Грохот устрашающей силы взрывает, кажется, всю действительность. Я вижу, как валится снег со спящих елей, огромными пластами, похожими на комья сахарной ваты. Ударной волной меня сбивает с ног, под оглушительные крики МОЕЙ семьи и свист летящих снарядов. Лежу на спине и смотрю на вакханалию. Яркие огни почему-то не расцветают в небе. Они хаотично носятся над землей и мечутся перед моим лицом.

— Вовка, домой. Пригнись, — испуганно кричит Алиса. Странная. Хотела фейерверков — получите и распишитесь. Мой сын несется к двери, пригнувшись, как боец под артобстрелом. А она ползет за ним, смешно подскакивая круглыми ягодицами.

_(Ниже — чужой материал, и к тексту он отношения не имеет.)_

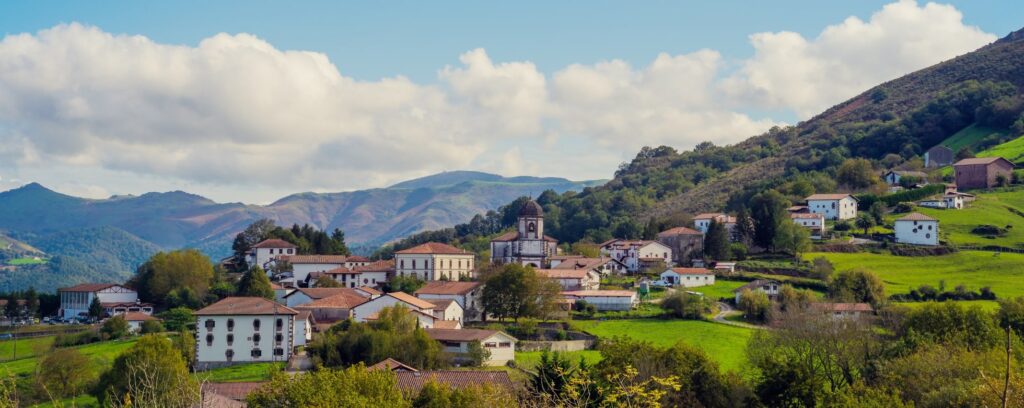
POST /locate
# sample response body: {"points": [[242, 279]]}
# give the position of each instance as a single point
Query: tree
{"points": [[176, 271], [116, 327], [717, 241], [857, 173], [857, 286], [255, 283], [151, 373], [793, 239], [66, 372]]}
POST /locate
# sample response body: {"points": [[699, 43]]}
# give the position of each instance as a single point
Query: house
{"points": [[243, 330], [767, 286], [845, 311], [467, 294], [688, 277], [637, 254], [605, 299], [135, 320], [685, 243], [75, 300], [263, 253], [834, 206], [938, 156], [916, 229], [304, 295], [527, 245], [892, 177], [814, 223], [573, 279], [501, 344], [369, 309], [434, 261], [982, 172]]}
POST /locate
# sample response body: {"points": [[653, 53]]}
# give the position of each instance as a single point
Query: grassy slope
{"points": [[723, 343], [1004, 273]]}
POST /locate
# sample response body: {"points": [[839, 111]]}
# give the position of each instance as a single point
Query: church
{"points": [[527, 245]]}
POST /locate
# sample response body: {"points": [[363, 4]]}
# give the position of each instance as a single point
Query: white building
{"points": [[916, 229], [264, 252], [573, 279], [434, 261], [834, 206], [636, 254], [243, 330], [115, 298], [605, 299], [467, 294], [527, 245], [814, 223], [688, 277], [501, 345]]}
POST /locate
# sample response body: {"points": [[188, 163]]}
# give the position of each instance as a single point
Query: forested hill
{"points": [[891, 124]]}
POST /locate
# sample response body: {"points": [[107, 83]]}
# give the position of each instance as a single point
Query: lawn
{"points": [[724, 343], [241, 373], [1003, 272]]}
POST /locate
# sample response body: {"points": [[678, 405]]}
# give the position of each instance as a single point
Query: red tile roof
{"points": [[245, 306]]}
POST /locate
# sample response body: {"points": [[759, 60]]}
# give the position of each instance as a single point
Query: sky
{"points": [[251, 100]]}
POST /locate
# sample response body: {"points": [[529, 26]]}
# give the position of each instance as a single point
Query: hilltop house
{"points": [[685, 244], [916, 229], [834, 206], [434, 261], [258, 329], [636, 254], [527, 245], [982, 172]]}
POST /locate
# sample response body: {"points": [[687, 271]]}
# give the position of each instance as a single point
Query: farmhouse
{"points": [[916, 229], [527, 245], [834, 206], [467, 294], [685, 243], [982, 172], [243, 330], [605, 299], [769, 287], [573, 279], [501, 345], [688, 277], [434, 261]]}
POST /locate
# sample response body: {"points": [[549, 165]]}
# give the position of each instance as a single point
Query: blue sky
{"points": [[506, 87]]}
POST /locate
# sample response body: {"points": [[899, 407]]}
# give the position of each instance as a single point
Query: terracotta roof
{"points": [[235, 391], [336, 259], [137, 317], [412, 381], [245, 306], [390, 364], [460, 334], [441, 287], [434, 247], [915, 216], [416, 301], [605, 293], [679, 231], [87, 287], [692, 271], [828, 197], [274, 243]]}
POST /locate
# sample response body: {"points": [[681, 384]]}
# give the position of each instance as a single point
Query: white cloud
{"points": [[808, 76]]}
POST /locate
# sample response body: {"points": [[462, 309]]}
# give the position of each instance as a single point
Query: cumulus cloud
{"points": [[809, 75], [235, 110]]}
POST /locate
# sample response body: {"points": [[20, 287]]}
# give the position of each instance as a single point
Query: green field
{"points": [[1003, 272], [241, 373], [724, 343]]}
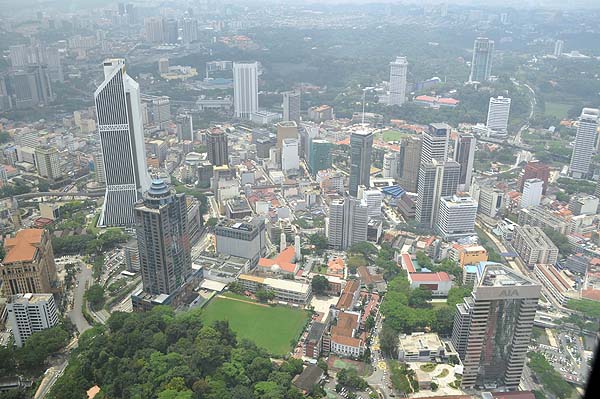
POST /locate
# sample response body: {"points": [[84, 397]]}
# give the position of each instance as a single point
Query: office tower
{"points": [[398, 71], [319, 157], [286, 130], [373, 199], [122, 142], [290, 160], [532, 193], [348, 221], [435, 143], [498, 113], [481, 64], [436, 180], [456, 216], [163, 239], [291, 106], [242, 238], [185, 128], [492, 327], [28, 266], [585, 143], [218, 150], [30, 313], [189, 30], [464, 154], [535, 170], [558, 46], [361, 146], [153, 28], [409, 159], [245, 89], [163, 65], [48, 162]]}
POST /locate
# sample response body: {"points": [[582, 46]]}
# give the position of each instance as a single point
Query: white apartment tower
{"points": [[121, 133], [30, 313], [498, 113], [398, 70], [245, 89], [585, 143], [492, 328]]}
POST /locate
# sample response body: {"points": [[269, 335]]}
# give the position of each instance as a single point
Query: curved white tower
{"points": [[122, 144]]}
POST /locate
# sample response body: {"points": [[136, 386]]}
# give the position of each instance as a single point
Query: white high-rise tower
{"points": [[398, 70], [585, 143], [121, 133], [245, 89]]}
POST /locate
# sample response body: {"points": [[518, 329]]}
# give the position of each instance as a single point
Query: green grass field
{"points": [[558, 110], [270, 327]]}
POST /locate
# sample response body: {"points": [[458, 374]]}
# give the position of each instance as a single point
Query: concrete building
{"points": [[409, 159], [28, 265], [319, 157], [435, 143], [48, 163], [217, 146], [121, 131], [348, 220], [30, 313], [361, 147], [291, 106], [457, 214], [241, 238], [481, 63], [464, 154], [436, 180], [492, 328], [534, 246], [398, 72], [532, 193], [245, 89], [498, 114], [163, 239], [290, 160], [585, 143]]}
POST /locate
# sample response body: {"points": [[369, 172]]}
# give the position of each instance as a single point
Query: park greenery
{"points": [[548, 376], [161, 354]]}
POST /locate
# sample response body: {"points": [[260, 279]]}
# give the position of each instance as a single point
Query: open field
{"points": [[270, 327]]}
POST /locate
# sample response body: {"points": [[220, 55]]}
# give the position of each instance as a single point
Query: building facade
{"points": [[122, 144]]}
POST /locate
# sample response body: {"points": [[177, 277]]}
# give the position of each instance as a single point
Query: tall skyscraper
{"points": [[535, 170], [481, 64], [398, 70], [436, 180], [558, 48], [348, 221], [163, 239], [121, 132], [492, 328], [30, 313], [216, 143], [498, 113], [291, 106], [435, 143], [245, 89], [361, 146], [409, 160], [464, 154], [585, 143]]}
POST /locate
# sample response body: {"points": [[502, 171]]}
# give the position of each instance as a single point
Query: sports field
{"points": [[270, 327]]}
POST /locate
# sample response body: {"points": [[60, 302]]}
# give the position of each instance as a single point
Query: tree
{"points": [[320, 284], [265, 295], [95, 296]]}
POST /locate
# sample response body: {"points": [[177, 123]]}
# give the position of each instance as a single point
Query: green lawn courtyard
{"points": [[270, 327]]}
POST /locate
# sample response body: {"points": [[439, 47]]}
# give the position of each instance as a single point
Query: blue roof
{"points": [[394, 191]]}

— Ты как? — дыхание женщины опаляет, оживляет. Маленькая ладошка в почерневшей варежке, сметает с моей щеки снег. — Дурак ты, магнат. Ну разве поджигают пиротехнику, не вынув ее всю из ящика? Я думала, только я такая растыка. Мы однажды чуть не спалили…

— Три дня, всего три дня, — шепчу я, перехватывая пушистую руку. Сдираю с нее варежку и подношу к губам. Всего лишь рукавичка, а кажется, что она полностью обнажена передо мной. — Мне хватило одного вечера. Три дня — это целая вечность.